Former teammates, coaches and NFL officials filled the center pews in front of the pulpit, where red and gold flowers rested on Herrion's casket. On either side were pictures and helmets belonging to the 23-year-old, who was fondly remembered in a service that elicited almost as many laughs as tears.
"Without any reservation, he played football for the right reasons," said Florida coach Urban Meyer, who coached Herrion at Utah before leaving for the Gators. "He played for three reasons -- he played for his mother, his family and his teammates, and I want you to know that."
About 30 players, coaches and personnel from the 49ers attended the service. Among them were rookie quarterback Alex Smith -- who played with Herrion at Utah -- head coach Mike Nolan and most of the offensive line.
Others in attendance were NFL senior football operations manager Merton Hanks, who said he was speaking on behalf of NFL commissioner Paul Tagliabue. Also there were several of Herrion's former teammates and coaches from Utah, Kilgore Junior College and Fort Worth Polytechnic High School.
Herrion's mother, Janice, sobbed in the front rows with other family members as Herrion's casket was carried from the carriage and into the sanctuary. Her son's jerseys hung from the second-floor balcony in the spacious and ornate Travis Avenue Baptist Church, a setting much larger than the small churches where Herrion served as a deacon and played drums while growing up in Fort Worth.
"It's obvious by the different levels of people who came out that Thomas sowed his seeds everywhere he went," said Hanks, who also played for the 49ers and, like Herrion, is also from North Texas. "And the people around him were the beneficiaries of that."
Members of the 49ers arrived in white limousines about an hour before the service.
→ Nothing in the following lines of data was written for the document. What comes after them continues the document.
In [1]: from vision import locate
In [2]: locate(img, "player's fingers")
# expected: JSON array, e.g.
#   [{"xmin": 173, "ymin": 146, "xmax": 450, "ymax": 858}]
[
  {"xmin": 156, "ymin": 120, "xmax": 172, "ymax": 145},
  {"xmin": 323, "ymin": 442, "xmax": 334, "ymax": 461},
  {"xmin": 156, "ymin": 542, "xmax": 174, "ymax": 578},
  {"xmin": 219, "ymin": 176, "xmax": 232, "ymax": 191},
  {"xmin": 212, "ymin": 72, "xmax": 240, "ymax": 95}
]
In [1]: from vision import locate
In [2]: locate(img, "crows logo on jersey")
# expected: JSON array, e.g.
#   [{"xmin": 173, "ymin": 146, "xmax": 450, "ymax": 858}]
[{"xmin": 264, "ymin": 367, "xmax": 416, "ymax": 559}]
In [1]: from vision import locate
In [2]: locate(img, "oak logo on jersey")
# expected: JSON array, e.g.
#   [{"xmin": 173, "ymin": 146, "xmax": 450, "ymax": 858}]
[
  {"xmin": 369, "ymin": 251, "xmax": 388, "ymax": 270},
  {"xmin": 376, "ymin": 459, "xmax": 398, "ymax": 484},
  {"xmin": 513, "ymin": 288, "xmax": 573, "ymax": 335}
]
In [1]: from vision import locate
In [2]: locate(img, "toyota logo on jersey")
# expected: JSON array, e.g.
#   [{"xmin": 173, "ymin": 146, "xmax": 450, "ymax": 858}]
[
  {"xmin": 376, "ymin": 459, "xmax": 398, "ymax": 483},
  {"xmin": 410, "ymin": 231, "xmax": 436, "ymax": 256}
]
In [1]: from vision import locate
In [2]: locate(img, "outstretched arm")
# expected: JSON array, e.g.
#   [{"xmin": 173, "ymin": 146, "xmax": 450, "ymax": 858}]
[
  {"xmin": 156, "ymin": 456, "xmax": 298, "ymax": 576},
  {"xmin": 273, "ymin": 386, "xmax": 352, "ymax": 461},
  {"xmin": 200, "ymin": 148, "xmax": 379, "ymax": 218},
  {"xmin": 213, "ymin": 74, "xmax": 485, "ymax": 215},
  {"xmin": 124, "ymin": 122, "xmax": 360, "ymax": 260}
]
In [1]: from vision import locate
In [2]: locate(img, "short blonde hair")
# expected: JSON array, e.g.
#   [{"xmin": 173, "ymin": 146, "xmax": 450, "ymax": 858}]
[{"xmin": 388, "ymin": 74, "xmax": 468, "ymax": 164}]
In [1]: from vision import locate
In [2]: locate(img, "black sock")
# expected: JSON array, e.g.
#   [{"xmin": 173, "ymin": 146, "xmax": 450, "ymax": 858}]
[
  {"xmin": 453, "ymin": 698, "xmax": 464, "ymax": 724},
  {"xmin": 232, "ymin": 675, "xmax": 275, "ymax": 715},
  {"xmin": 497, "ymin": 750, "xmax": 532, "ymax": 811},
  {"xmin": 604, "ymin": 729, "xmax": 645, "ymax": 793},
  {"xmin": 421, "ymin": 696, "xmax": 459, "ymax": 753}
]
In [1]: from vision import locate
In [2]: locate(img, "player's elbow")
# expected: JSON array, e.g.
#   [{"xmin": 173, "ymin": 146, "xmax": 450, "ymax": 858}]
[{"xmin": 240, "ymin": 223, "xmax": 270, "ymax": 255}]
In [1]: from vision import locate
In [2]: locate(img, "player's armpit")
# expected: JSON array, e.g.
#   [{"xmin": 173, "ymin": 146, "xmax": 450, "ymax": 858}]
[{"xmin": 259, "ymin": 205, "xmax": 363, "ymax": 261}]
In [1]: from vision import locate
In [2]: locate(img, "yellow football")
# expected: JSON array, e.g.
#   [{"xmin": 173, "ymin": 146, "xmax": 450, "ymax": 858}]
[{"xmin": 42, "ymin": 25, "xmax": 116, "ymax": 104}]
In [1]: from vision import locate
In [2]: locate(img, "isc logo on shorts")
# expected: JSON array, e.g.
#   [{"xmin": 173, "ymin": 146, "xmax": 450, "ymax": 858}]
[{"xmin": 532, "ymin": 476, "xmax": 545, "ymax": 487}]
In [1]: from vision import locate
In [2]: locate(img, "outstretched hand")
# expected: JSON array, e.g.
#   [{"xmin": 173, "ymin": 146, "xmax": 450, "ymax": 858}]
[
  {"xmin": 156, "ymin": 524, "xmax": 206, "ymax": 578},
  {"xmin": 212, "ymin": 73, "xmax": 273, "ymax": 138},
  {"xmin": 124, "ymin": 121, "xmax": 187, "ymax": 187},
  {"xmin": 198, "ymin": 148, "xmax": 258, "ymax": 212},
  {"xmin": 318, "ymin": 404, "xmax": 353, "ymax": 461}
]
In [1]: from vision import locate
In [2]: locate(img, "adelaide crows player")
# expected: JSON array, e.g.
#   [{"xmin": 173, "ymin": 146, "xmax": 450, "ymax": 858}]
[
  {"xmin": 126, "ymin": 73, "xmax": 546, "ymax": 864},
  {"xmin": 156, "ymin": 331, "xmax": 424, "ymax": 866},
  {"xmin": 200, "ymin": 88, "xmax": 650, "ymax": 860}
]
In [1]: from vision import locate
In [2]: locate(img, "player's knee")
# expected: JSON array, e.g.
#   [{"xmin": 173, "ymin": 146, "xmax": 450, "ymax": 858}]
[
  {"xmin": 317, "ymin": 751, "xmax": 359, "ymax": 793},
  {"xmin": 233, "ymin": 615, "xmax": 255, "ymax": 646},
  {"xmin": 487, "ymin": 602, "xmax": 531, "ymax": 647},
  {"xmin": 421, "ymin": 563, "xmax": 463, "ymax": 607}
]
Those players who attended were coming off a 16-13 preseason overtime victory at home against Tennessee the night before.
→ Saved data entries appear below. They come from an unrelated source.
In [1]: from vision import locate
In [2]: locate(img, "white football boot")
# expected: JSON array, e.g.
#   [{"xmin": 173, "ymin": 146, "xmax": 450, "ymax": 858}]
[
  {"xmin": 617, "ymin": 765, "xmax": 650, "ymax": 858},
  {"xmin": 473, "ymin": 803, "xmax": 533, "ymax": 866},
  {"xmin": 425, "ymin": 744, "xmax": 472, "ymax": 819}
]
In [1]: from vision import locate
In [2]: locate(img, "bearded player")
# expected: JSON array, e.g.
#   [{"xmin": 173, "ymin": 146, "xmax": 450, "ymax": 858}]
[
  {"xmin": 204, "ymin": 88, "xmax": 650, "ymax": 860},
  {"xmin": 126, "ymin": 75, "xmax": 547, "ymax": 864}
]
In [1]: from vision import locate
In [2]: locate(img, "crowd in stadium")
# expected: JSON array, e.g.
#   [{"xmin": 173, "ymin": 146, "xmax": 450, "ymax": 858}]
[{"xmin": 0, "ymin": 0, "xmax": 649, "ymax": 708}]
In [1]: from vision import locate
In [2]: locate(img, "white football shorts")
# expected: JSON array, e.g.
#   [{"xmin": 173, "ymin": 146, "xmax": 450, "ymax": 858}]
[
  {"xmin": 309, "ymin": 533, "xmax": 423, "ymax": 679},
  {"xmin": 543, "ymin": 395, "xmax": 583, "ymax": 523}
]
After the service, the 49ers stood single-file outside the church as Herrion's casket rolled past them and was placed in a hearse. Herrion was to be buried in Mansfield, a suburb about 20 miles southeast of Fort Worth.
"He really brought a lot of joy to people," said 49ers guard Paul Zukauskas, whose locker was next to Herrion's. "It was the least we could to come down here."
Team chaplain Earl Smith addressed the mourners on behalf of the 49ers. He described his first meeting with Herrion at a team bible study, where the lineman said he was grateful for being released from the Dallas Cowboys during training camp before coming to San Francisco.
"He said ... 'I'm glad, because I needed a fellowship. I needed somewhere where I feel like I belong,' " Smith said. "The fellowship felt that love."
Several players from Polytechnic High School -- which retired Herrion's No. 76 jersey before its season opener Aug. 26 -- wore their school jerseys while seated near the front. Tangelon Nichols, one of Herrion's closest friends from Polytechnic, prodded laughs after recounting memories of Herrion working at a fast-food restaurant, the "raggedy red Buick" he drove in high school and how his graduation gown tightly clung to his beefy body.
"He was an indelible personality who left an impression on all who knew him," said Rick Babcock, who coached Herrion at Polytechnic. "He could be serious and, in a brief moment, he could turn that seriousness into something lighthearted. No one could remain despondent if Thomas had anything to say about it."